Analysts got it wrong on Nigeria FX call


Months to the February 2019 general elections in Nigeria, analysts largely forecast a slowdown in foreign portfolio inflows that would see the local currency – naira – take a beating against the dollar.

Inflows did slow leading up to the elections but it’s the rate at which those outflows reversed since the conclusion of the elections that caught analysts by surprise.

It would have been difficult for any analyst to predict otherwise given the underlying context at the time. The US Federal Reserve said it planned three rate hikes in 2019, there were concerns about a trade war between the US and China, and the dollar was getting stronger.

Emerging market assets were haemorrhaging foreign cash and Nigeria was entering into an election that was expected to be keenly contested and largely unpredictable – just the recipe for foreign investors to take flight to safety.

The most dovish forecast was for the naira to weaken to N390 per US dollar while the most bullish forecast was closer to N500, as foreign inflows dried up leaving the CBN in a pole position as the net supplier of FX.

But it never happened on the scale many projected, following a somewhat successful general election that saw President Muhammadu Buhari secure a second term. The US Fed Reserve, concerned about global growth, has also dumped plans for monetary tightening and emerging markets have turned the corner on a nightmare late 2018. Oil prices have also put in a stronger-than-expected performance this year, surging 33.6 percent year to date to cross $70 per barrel to a 24-month high.

Foreign money has gushed into Nigeria since the conclusion of the elections and the US Fed changed its initial hawkish stance, with portfolio inflows reaching a record of $4.7 billion in March alone, the highest monthly inflow on record. Most of that cash found its way into the bond market.

“After the elections, fund managers that were underweight Nigeria made the switch to neutral,” a fund manager who sits in South Africa told BusinessDay.

“The bond market surge came off the back of attractive carry trade, driving average bond yields to 13 percent post-election from 16 percent,” the fund manager who was not authorised to speak on behalf of his company said.

The record inflows were reflected in the transaction levels at the Investors and Exporters window.
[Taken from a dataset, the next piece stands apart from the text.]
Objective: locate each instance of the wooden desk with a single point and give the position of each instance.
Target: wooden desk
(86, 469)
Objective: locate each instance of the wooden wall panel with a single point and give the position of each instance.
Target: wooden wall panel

The I & E window’s impressive showing defied projections, given that many had expected that because of the uncertainty around the general elections, that volume will dip, with some forecasting a challenging period for the local currency.
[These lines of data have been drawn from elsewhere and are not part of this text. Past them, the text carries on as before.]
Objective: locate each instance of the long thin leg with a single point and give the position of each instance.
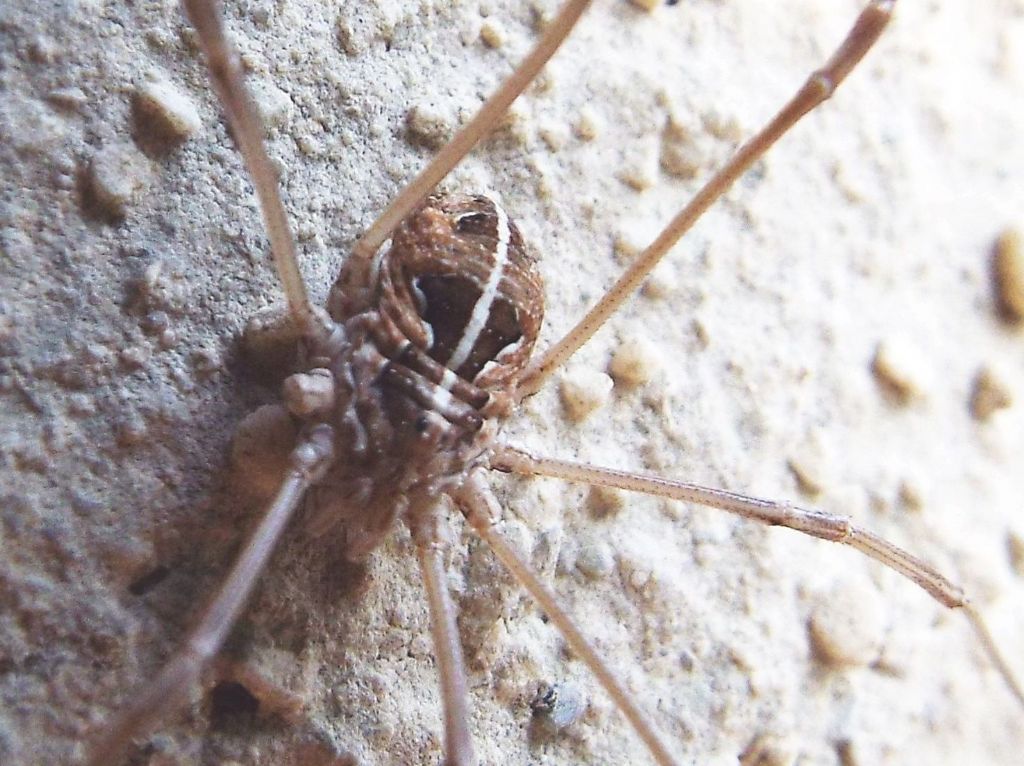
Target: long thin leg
(225, 71)
(473, 132)
(809, 521)
(478, 505)
(819, 86)
(170, 688)
(426, 527)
Total trades on the Importers & Exporters Foreign Exchange window surged to near $25 billion for the first four months of this year, according to data provided to BusinessDay by the FMDQ OTC, as the activity in March proved strong enough to lift total activity to new levels.

The figure of $24.46 billion is 28 percent more than the level for the corresponding period of last year ($19.03 billion) and analysts say the I&E FX window has truly become a significant tool for Nigeria’s effort at a market-driven exchange rate management regime.

“Earlier expectations at the beginning of the year for a slowdown due to political uncertainty didn’t materialise, thanks to a somewhat successful election, a dovish US Fed and the strong rally in oil prices,” said Omotola Abimbola, an analyst at investment bank, Chapel Hill Denham.
“The transactions were dominated by post-election portfolio inflows into the bond market,” added Abimbola.

Whether the trend is sustained into the remainder of the year will depend on the movement in oil prices and if global central banks remain dovish.

FMDQ data showed that for the week ending April 26, 2019, a total of $1.61bn was traded on the market, a jump of 33 percent over the $1.21bn traded the previous week.
The figure is also more than the total trade of $1.31 billion recorded in the same week of last year.

External reserves are up by 0.8 percent MTD to US$44.8bn (7.3 months of goods and services import cover) as the CBN remained a net-buyer of FX in the I & E Window while stable oil prices also supported organic FX inflow from oil exports.

The naira closed at N360.95 per dollar at the I & E window Monday. The naira has strengthened 0.8 percent year to date.

Most investment banks are recommending that investors stay unhedged on naira assets in the short term on the basis of both the willingness and capacity of the CBN to continue to defend its FX pegs.